If you’re considered to be at a high risk of bleeding or have liver damage avoid Cassia.

There seems to be a link between Cassia cinnamon, coumarin, and liver damage which can’t be ignored.

Though coumarin is a natural ingredient, it carries a risk for causing liver damage or failure in sensitive individuals, and among those who consume the Cassia cinnamon daily, or in large amounts.

Cassia cinnamon has high levels (about 0.4-0.8%) of coumarin, which is why some European countries have banned the Cassia variety.

If you take cinnamon on a daily basis for health reasons consider switching to Ceylon Cinnamon, which only has 0.03-0.04% coumarin.

A 2012 article published in “Diabetic Medicine” examined 16 studies of Ceylon cinnamon specifically, and uncovered beneficial effects of Ceylon cinnamon for diabetics, yet found no toxicity to the liver and kidneys.

Why You Should Look at Ceylon Cinnamon

1 – Blood Sugar Regulation

Cinnamon has a reputation as a blood sugar regulator, and researchers are exploring it as a potential anti-diabetic treatment.

Human trials showed reduced fasting and post-meal blood sugar and increased glucose control in diabetic, pre-diabetic, and high blood sugar patients.

Even if you don’t eat sugar often, cinnamon can help keep your blood sugar in check if you’re tempted to enjoy an occasional sugary treat.

Bioactive components in cinnamon regulate blood sugar in a combination of ways.

Cinnamon promotes increased production of insulin, the hormone responsible for shuttling sugar out of the bloodstream and into cells for energy.

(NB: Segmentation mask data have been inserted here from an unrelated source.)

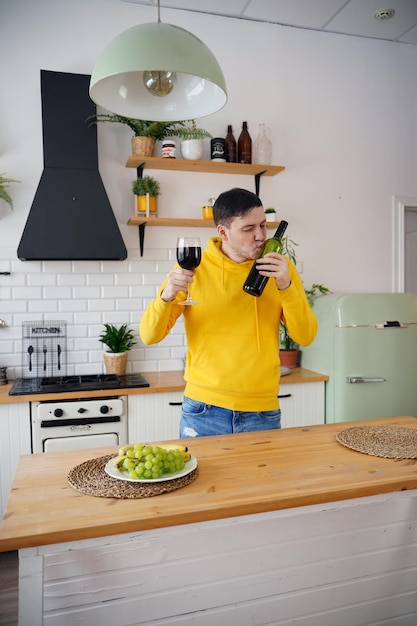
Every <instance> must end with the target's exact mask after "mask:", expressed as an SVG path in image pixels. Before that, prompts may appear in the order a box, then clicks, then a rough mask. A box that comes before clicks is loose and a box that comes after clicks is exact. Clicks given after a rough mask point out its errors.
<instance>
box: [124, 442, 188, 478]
mask: <svg viewBox="0 0 417 626" xmlns="http://www.w3.org/2000/svg"><path fill="white" fill-rule="evenodd" d="M119 454H120V453H119ZM115 465H116V467H117V468H118V469H119V470H121V471H127V472H128V473H129V478H132V479H134V480H137V479H139V478H146V479H147V480H149V479H155V478H161V477H162V476H163V475H164V474H172V473H173V472H178V471H179V470H182V469H184V466H185V462H184V458H183V456H182V455H181V451H180V450H178V449H175V450H165V449H164V448H161V447H159V446H150V445H146V444H141V443H136V444H135V445H134V446H130V447H129V449H127V450H126V451H124V454H123V455H122V456H119V457H118V458H117V459H116V461H115Z"/></svg>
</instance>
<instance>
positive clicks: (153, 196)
mask: <svg viewBox="0 0 417 626" xmlns="http://www.w3.org/2000/svg"><path fill="white" fill-rule="evenodd" d="M132 191H133V193H134V195H135V196H137V200H136V203H137V213H138V214H139V215H144V214H147V215H149V214H153V216H154V217H156V212H157V211H156V198H157V196H159V195H160V193H161V188H160V185H159V182H158V181H157V180H156V179H155V178H153V177H152V176H143V177H138V178H137V179H136V180H134V181H133V183H132Z"/></svg>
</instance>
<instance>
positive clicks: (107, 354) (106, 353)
mask: <svg viewBox="0 0 417 626" xmlns="http://www.w3.org/2000/svg"><path fill="white" fill-rule="evenodd" d="M127 356H128V354H127V352H105V353H104V355H103V358H104V366H105V368H106V374H117V375H119V376H123V374H126V368H127Z"/></svg>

Polyphenol compounds from cinnamon then help maximize your cells’ response to insulin by supporting the activity of insulin receptors, and synthesis of glucose transporter receptors, which can increase a cell’s glucose metabolism up to 20-fold.

Cinnamon extracts can also inhibit the production of pancreatic amylase, preventing your body from fully digesting carbohydrates.

This means that consuming carbohydrates with cinnamon will cause a much smaller spike in blood sugar, which could help prevent metabolic disorders such as diabetes.

2 — Cinnamon may help stop Alzheimer’s Disease and Strokes

Cinnamon inhibits tau aggregation associated with Alzheimer’s disease and blocks cell swelling associated with strokes.

The anti-inflammatory properties associated with cinnamon may protect your brain.

While there is no specific dosage for these effects, daily use of cinnamon was reported to have ongoing protection against inflammation in the body, without any known harm if you stick to Ceylon.

3- Help with Rheumatoid Arthritis

Cinnamon’s natural anti-inflammation properties might help with diseases associated with it.

So, putting some cinnamon in your coffee might help lessen your knee pain.

Cinnamon is a powerful herb.  During Roman times, it was 15 times more valuable than silver.

But if you have any medical conditions particularly dealing with inflammation or bleeding, you should check with your doctor before adding it to your diet.